To put it briefly, traders need to focus on process even when they have quantitative goals. When I talked about always setting new goals to beat your best, I wasn’t referring to coming into the day with a specific goal of beating your best point or dollar total that day. Rather, the goal should be a general motivational tool that serves to accelerate your learning and improve your focus. The goal is what gets you to work harder, study the markets more, and dig deeper. Because of the goal, you’ll be more prepared on any given day to beat your best. But you shouldn’t come into the day trying to force it.

You see, there’s a difference between forcing it by becoming too eager, and focusing on process while taking what the market gives you. This trader is doing the exact correct thing in being willing to not take trades on any given day if the opportunities aren’t there. He’s not forcing it, and because of that he’s doing well. Having a goal to beat his best doesn’t have to make him force it and get into bad trades. That’s not what it’s about. He shouldn’t come into the day trying to beat his best by enforcing his will on the market. Rather, he’ll already be in a position to beat his best because of all the work he’s putting in as a result of his goal. The goal is pushing him to learn to read the markets better and to execute better. This growth in skill will allow him to eventually beat his best, and to continually achieve new bests. But these new bests will happen naturally on their own when conditions happen to be right, and he trades correctly. They won’t be forced with artificial points targets and over-eagerness on a specific day before it can really be known what that day will provide.

My Advice

To this trader I say to keep doing what you’re doing, but create the goals as general signposts to make you work harder and accelerate your learning rather than making them specific goals for any particular day. Then, when the right conditions are there all the hard work will pay off and you’ll naturally beat your previous best. You won’t know which day that will be and you won’t try to force it ahead of time. You’ll focus on the process and let it take care of itself.

So model the top golfers. They’re always trying to beat their best and score the lowest round they can, but their mind isn’t on a specific number when they’re out there on the course.

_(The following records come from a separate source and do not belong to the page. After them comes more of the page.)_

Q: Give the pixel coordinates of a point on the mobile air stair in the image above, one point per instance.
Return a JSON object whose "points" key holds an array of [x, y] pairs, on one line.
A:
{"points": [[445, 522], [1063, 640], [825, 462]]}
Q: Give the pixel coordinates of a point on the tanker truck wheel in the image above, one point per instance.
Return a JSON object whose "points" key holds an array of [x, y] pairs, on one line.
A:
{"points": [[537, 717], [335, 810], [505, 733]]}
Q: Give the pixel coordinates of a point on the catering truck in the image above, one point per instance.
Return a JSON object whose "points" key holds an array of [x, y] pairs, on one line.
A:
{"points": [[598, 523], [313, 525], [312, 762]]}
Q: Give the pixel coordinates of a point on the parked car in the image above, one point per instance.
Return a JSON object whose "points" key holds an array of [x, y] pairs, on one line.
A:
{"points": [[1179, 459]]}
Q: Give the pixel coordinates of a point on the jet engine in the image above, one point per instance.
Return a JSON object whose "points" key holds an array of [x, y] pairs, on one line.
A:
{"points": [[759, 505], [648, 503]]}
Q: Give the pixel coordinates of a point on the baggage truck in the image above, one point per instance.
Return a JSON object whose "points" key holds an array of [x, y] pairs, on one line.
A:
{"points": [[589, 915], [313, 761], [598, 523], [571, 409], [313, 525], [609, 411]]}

Instead, on the course they’re thinking about one thing and one thing only: correct process. And they know that if they do everything correctly in terms of process, when conditions suit their style and things click, they’ll post that great round. So emulate that in your trading, and you’ll do great.

Do you have any problem areas that you have questions about? If so, feel free to ask any trading question you’d like in the comments section below.

  • Emini wizard

    nice blog/post article. Any forum that allows traders to interact and learn from each other is welcome. Low volatility lately has been the norm, but over time markets tend to reverse to the mean. Remember vix 90? Many of our traders want more action and have tried to migrate to other vehicles. I have suggested to them THE GOAL is survive this period, dont force trades, and when we see traders trapped, join the winning team. Today that idea played out in spades for the emini sp.Hard enough being proficient in one or two vehicles, why re invent the wheel?
    Well done Ziad/ Awais

    • Thanks Emini wizard! I absolutely agree with what you’re saying…. as traders we often have to survive tough periods. This isn’t a 9 till 5 job where we get paid consistently by the hour. The majority of our profits come from a minority of days, and one of the key things all traders must learn to is how to survive the lean periods when the market is slow. It takes a certain understanding of the volatility cycle to be able to do that. But holding on to your money during this un-conducive periods is truly key. I think this warrants a blog post! Thanks for the insightful comment, and glad to have your participation on the blog.

  • That´s really good completion of preceding topic Ziad, thank you.
    For me it´s absolutely crucial to focus on process, that is what really matters. Once trader accept it,he´s much closer to succeed. It also removes lots of negative emotions, such as frustration, demotivation, etc.
    And beating my best is now exactly what I need to do.

    • Absolutely Petr, focusing on process allows you to decrease a lot of the negative emotions that are tied to $ and points. Glad you liked the posts.